It's language-agnostic, so it works with most languages.

It's based on the assumption that we can use the relative frequency of word endings to determine the complexity of a text. For example in Italian, endings like "-o, -i, -are" are more frequent in beginner levels, while endings like "-eranno, -issero, -zialità" are more frequent in advanced levels. The training script creates a list of endings and assigns a relative frequency value to each of them based on how many times they appear in the corpus files. Then, when you want to evaluate the CEFR level of a text, the classifying function will weight the probability of each level according to the endings in the given text.

How to use

Clone this repository and put it in a subfolder of your project.

This package is already trained on Italian language, and ready to use. If you want to train on another language, refer to the How to train section.

Then using the package is very easy:

from cefr_classifier import CEFRClassifier
classifier = CEFRClassifier()
result = classifier.classify("This is a sample text")

> result = 'A1'

Check the evaluate.py file in the root folder to find some sample code.

How to train

This package is already trained on Italian language. If you want to train on your own corpus, follow these steps.

You can use in the training two types of files:

  1. Dirty files: files that are eventually made of multiple parts. The text might have hyphens splitting words in two parts at the end of the line. If you have such kind of files, you can put them in the assets/CEFR_corpus_dirty_files in the corresponding subfolder for each CEFR level, e.g. 'A1', 'A2', etc.
  2. Clean files: files that are ready to be used for training. These will go in the assets/CEFR_corpus_files in the corresponding subfolder for each CEFR level.

If you have "dirty files" you can run the script that will clean them (e.g. remove hyphens) and put them in the right folders before training.

Important: the files must be in .txt format. Don't include any metadata.

Cleaning the data

Here are two examples of what do "dirty" and "clean" files mean.

Contents of assets/CEFR_corpus_dirty_files/A1/any_name.txt:

This is the first text. There are many lines, some have hyphens, like 'pas-
sion'. This kind of lines will be reconstructed by the cleaning script. Some lines like this one
end without a dot. This kind of lines will be fixed by the cleaning script too.
This line is still part of the first text.

This line as well is part of the first text, since it's separated from the previous text by only 2 returns.


This is the SECOND text. It's a separate text. It's separated from the previous one by 3 returns.

Example of a "clean file": assets/CEFR_corpus_files/A1/any_name.txt

This is the first text. There are many lines, some have hyphens, like 'passion'. This kind of lines will be reconstructed by the cleaning script. Some lines like this one end without a dot. This kind of lines will be fixed by the cleaning script too.
This line is still part of the first text.

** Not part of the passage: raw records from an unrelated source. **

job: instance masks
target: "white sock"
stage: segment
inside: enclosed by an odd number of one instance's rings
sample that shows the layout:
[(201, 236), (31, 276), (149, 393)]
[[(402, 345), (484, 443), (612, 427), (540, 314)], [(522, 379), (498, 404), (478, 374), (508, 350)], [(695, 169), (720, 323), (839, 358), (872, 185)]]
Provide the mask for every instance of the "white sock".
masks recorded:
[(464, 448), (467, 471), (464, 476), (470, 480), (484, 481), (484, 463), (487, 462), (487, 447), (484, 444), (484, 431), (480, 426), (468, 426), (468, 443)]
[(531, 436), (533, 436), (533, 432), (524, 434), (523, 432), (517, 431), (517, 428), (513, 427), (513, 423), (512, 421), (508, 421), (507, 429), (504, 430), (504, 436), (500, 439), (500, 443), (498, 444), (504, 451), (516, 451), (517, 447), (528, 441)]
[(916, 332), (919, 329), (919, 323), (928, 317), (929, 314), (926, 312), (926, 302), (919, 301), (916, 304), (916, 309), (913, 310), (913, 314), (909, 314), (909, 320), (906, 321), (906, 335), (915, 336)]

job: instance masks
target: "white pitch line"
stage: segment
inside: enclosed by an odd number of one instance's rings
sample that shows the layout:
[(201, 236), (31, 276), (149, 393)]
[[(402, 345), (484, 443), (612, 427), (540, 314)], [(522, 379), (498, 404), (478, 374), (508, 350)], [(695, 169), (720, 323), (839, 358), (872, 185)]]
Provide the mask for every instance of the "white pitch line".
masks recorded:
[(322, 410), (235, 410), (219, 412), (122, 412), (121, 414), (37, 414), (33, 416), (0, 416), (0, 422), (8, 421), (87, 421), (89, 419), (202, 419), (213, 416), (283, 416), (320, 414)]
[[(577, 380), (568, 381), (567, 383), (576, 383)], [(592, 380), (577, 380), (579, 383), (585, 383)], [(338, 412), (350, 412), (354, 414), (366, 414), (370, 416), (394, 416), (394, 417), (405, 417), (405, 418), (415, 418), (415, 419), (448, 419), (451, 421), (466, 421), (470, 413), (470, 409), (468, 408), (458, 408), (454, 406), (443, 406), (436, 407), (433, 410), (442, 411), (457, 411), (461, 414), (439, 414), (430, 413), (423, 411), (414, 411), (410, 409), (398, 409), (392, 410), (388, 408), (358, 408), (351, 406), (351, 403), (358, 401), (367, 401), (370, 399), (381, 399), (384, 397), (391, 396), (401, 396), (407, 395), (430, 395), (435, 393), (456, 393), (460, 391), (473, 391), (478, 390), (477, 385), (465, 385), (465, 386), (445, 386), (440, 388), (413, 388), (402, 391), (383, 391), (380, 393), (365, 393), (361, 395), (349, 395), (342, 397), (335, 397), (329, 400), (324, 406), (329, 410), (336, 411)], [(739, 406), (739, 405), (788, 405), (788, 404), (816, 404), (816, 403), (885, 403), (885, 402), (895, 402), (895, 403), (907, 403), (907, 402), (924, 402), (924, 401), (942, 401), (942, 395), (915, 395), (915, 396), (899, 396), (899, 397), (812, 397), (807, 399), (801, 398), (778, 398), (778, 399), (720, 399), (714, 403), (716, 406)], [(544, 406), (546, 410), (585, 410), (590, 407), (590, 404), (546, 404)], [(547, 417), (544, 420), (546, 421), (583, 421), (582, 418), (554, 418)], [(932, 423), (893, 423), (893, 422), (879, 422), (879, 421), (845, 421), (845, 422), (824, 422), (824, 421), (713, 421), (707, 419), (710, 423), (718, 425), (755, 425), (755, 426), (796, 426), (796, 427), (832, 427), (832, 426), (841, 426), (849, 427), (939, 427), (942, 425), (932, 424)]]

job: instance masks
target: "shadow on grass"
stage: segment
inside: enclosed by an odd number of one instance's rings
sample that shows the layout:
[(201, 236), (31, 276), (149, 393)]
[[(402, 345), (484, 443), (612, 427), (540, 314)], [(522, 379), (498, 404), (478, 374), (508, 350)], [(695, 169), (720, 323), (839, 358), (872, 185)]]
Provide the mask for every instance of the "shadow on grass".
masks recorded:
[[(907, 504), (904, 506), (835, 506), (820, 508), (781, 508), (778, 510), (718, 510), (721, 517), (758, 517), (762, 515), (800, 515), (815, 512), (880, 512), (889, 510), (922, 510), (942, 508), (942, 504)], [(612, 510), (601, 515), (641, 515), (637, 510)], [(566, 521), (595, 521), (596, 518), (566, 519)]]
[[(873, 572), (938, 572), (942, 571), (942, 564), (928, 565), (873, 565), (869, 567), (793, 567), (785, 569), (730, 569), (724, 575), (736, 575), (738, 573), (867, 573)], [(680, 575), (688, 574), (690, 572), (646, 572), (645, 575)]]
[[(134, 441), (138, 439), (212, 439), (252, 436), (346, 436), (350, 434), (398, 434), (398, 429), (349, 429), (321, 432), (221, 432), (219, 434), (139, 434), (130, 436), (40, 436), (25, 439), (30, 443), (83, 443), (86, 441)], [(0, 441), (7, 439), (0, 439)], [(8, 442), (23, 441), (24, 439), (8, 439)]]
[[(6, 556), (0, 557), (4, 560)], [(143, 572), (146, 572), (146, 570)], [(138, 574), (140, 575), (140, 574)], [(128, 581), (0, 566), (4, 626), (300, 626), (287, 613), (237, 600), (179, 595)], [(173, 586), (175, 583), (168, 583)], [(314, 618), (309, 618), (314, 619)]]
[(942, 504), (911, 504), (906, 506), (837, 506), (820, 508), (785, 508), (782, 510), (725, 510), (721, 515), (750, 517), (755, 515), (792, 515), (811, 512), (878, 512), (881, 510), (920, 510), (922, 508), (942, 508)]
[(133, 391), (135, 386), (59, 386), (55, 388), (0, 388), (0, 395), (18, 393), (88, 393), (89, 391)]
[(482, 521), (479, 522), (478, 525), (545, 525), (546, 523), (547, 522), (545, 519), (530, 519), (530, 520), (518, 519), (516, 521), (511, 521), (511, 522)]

This line as well is part of the first text, since it's separated from the previous text by only 2 returns. 

The cleaning script

If you already have "clean files", you can skip this section.

The cleaning script does the following:

  1. Recognizes the parts of text that are separated by 3 returns ("\n\n\n"). It creates a new clean file from each of these parts. Using or not the three returns should not affect the final results since the math is based on the frequency of each word. You could even put all A1 text in one single file and the final weights should not change.
  2. Joins one line with the next one if the first ends with an hyphen and if the merged word is recognized as valid by the spellchecker.
  3. Joins one line with the next one if the first doesn't end with a punctuation mark.
  4. Writes the words that aren't recognized by the spellchecker in assets/CEFR_weights/parole_sconosciute.txt

To run the cleaning script run clean_corpus_files.sh. This script will output the clean (unwrapped, etc.) files in assets/CEFR_corpus_files folder.

Do the training

Run the train.sh script. This script will train the model and save the weights in the assets/CEFR_weights/rime.csv file.

Evaluate controls

You can evaluate control texts to check the accuracy of your trained model. Put your texts to be evaluated in the directory assets/CEFR_controls. In the name of control files you have to include the CEFR level, e.g. 'lorem a1 ipsum.txt' will be recognized as A1. It's case insensitive.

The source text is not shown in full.